Neuromancer is an important part of the cyberpunk genre, which was deeply tied to technological advances around the world in the 60s, 70s, 80s, and 90s. It is also indebted to drug culture of the same period, and a turn away from utopian science fiction of the first half of the century, as a result of widespread cultural disenchantment in America and Canada during and after the Civil Rights Movement and the Vietnam War.

Other Books Related to Neuromancer

Neuromancer helped cement cyberpunk’s relevance and longevity as a genre, but was not the first major cyberpunk work. Philip K. Dick’s 1968 novel Do Androids Dream of Electric Sheep is often referred to as “proto-cyberpunk,” and inspired the distinctly cyberpunk 1982 film Blade Runner. When Gibson saw Blade Runner, he worried that Neuromancer (then a work-in-progress) overlapped too much with the film and consequently rewrote portions of the book multiple times. Neuromancer was also inspired by the 1981 film Escape From New York. Other contemporary cyberpunk literary works include the graphic novel Akira by Katsuhiro Otomo, The Ghost in the Shell by Masamune Shirow, and Snow Crash by Neal Stephenson, which parodies and expands upon the cyberpunk tropes created by Gibson.
Key Facts about Neuromancer
  • Full Title: Neuromancer
  • When Written: Early 1980s
  • Where Written: Vancouver
  • When Published: 1984
  • Literary Period: Contemporary, Cyberpunk
  • Genre: Science Fiction, Speculative Fiction, Cyberpunk
  • Setting: Near future, earth and space
  • Climax: The mission in Villa Straylight
  • Antagonist: The Tessier-Ashpool family, Wintermute, Riviera
  • Point of View: Close third person (following Case)

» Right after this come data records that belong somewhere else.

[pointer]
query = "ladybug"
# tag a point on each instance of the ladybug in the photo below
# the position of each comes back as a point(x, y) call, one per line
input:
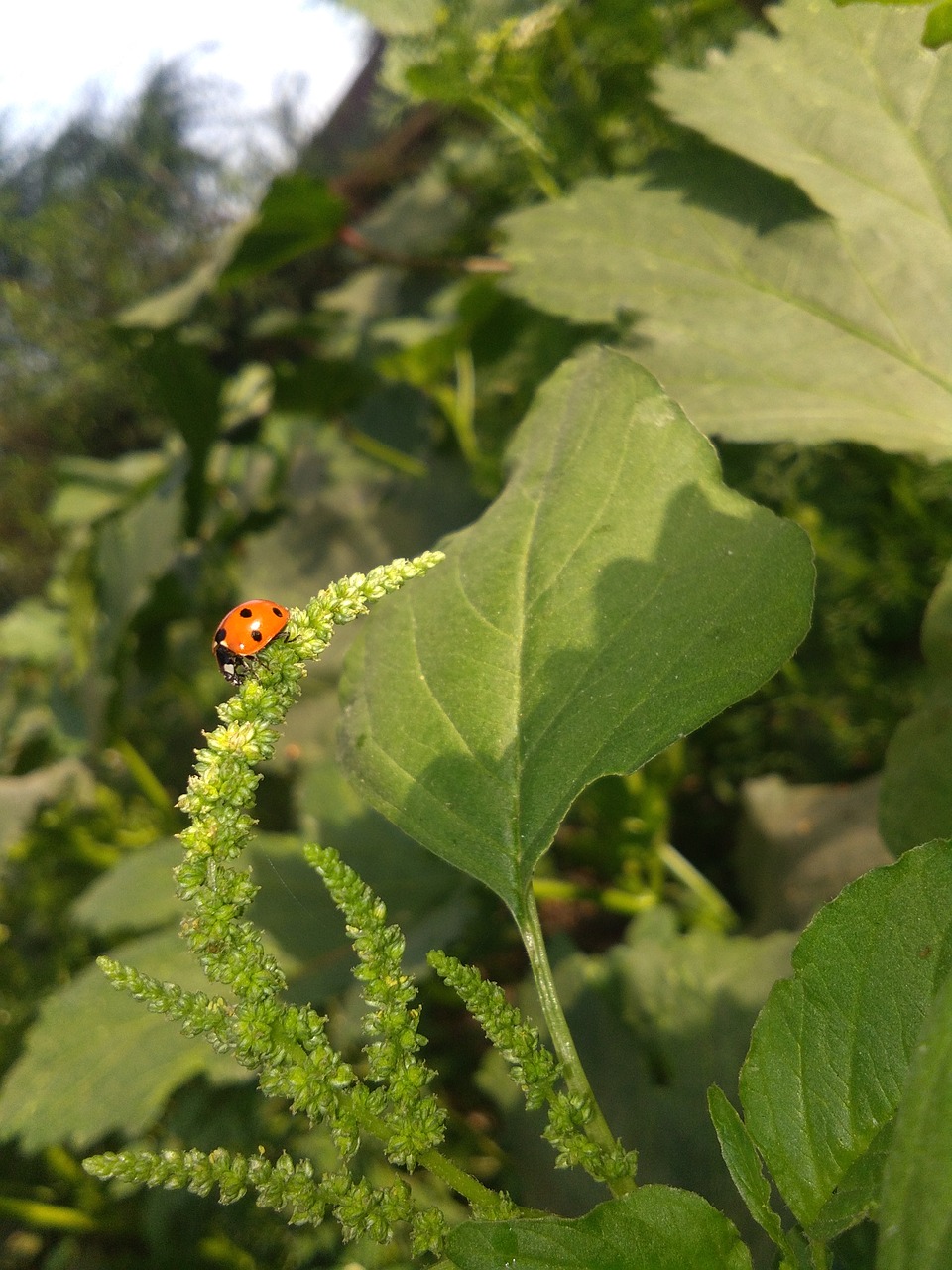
point(245, 631)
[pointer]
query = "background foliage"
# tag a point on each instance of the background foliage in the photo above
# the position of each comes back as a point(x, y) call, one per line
point(197, 409)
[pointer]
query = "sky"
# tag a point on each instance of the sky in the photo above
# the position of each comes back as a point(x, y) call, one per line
point(56, 56)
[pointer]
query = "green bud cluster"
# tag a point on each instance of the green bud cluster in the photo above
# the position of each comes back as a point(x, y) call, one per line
point(537, 1074)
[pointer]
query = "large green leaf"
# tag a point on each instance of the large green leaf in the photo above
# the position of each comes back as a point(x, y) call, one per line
point(654, 1228)
point(817, 327)
point(613, 598)
point(832, 1048)
point(916, 1216)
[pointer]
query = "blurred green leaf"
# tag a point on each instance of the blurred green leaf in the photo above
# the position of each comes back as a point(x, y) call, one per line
point(298, 214)
point(915, 798)
point(613, 598)
point(811, 329)
point(134, 549)
point(98, 1062)
point(22, 797)
point(399, 17)
point(832, 1048)
point(35, 631)
point(137, 894)
point(654, 1228)
point(90, 488)
point(915, 1220)
point(938, 26)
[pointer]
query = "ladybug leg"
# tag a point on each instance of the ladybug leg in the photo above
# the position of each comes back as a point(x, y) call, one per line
point(230, 665)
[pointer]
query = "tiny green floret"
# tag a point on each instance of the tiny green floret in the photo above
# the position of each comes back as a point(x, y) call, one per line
point(289, 1046)
point(537, 1074)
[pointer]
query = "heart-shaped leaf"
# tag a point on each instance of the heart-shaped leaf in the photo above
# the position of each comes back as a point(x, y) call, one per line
point(615, 597)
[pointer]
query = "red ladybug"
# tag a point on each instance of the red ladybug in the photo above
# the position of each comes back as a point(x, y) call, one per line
point(245, 631)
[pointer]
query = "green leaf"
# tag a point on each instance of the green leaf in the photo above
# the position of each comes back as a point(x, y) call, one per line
point(656, 1019)
point(35, 633)
point(938, 26)
point(98, 1062)
point(766, 321)
point(613, 598)
point(830, 1051)
point(136, 894)
point(298, 214)
point(744, 1165)
point(915, 1220)
point(915, 798)
point(654, 1228)
point(22, 797)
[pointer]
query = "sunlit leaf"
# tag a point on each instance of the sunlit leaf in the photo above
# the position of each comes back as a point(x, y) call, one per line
point(613, 598)
point(832, 1048)
point(766, 321)
point(654, 1228)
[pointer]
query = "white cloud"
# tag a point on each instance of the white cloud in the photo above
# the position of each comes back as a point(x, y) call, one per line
point(55, 55)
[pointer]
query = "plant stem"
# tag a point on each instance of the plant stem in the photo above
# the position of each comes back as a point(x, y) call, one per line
point(575, 1078)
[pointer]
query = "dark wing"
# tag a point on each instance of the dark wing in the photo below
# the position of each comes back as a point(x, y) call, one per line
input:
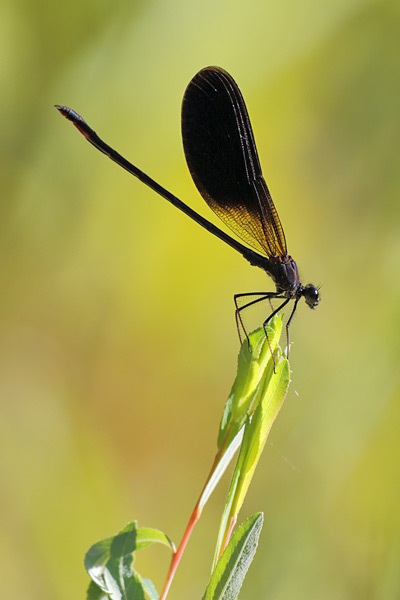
point(223, 161)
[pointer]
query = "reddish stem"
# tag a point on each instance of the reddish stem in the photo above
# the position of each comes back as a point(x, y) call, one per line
point(195, 516)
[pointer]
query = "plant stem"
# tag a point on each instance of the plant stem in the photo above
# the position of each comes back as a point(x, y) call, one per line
point(195, 516)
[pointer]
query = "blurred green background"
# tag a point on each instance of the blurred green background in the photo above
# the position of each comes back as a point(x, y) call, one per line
point(118, 343)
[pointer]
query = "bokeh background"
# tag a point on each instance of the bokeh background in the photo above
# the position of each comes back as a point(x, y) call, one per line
point(118, 344)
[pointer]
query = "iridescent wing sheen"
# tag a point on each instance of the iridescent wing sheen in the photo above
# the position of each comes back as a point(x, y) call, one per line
point(222, 158)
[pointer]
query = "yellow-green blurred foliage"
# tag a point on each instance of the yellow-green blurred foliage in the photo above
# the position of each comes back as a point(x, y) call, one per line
point(118, 344)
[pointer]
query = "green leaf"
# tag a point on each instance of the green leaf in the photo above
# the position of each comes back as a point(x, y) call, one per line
point(109, 564)
point(251, 368)
point(231, 569)
point(95, 593)
point(267, 400)
point(146, 536)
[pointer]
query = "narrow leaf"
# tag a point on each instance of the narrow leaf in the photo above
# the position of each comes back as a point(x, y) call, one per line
point(251, 367)
point(231, 569)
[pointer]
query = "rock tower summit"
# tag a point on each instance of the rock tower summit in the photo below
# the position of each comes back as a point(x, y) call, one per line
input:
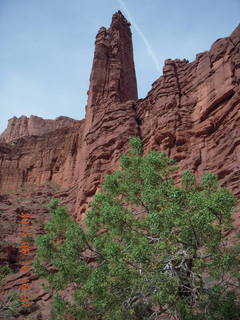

Extra Credit for Neuromancer

Awards. Neuromancer was the first novel to win the Philip K. Dick Award, the Hugo Award, and the Nebula award — the trifecta of sci-fi and fantasy awards.

Unfinished Business. Gibson purposefully ended his book with a line about how two protagonists never saw each other again so that he would not be tempted to write a sequel, but since then he’s written two other books in the “Sprawl Trilogy.”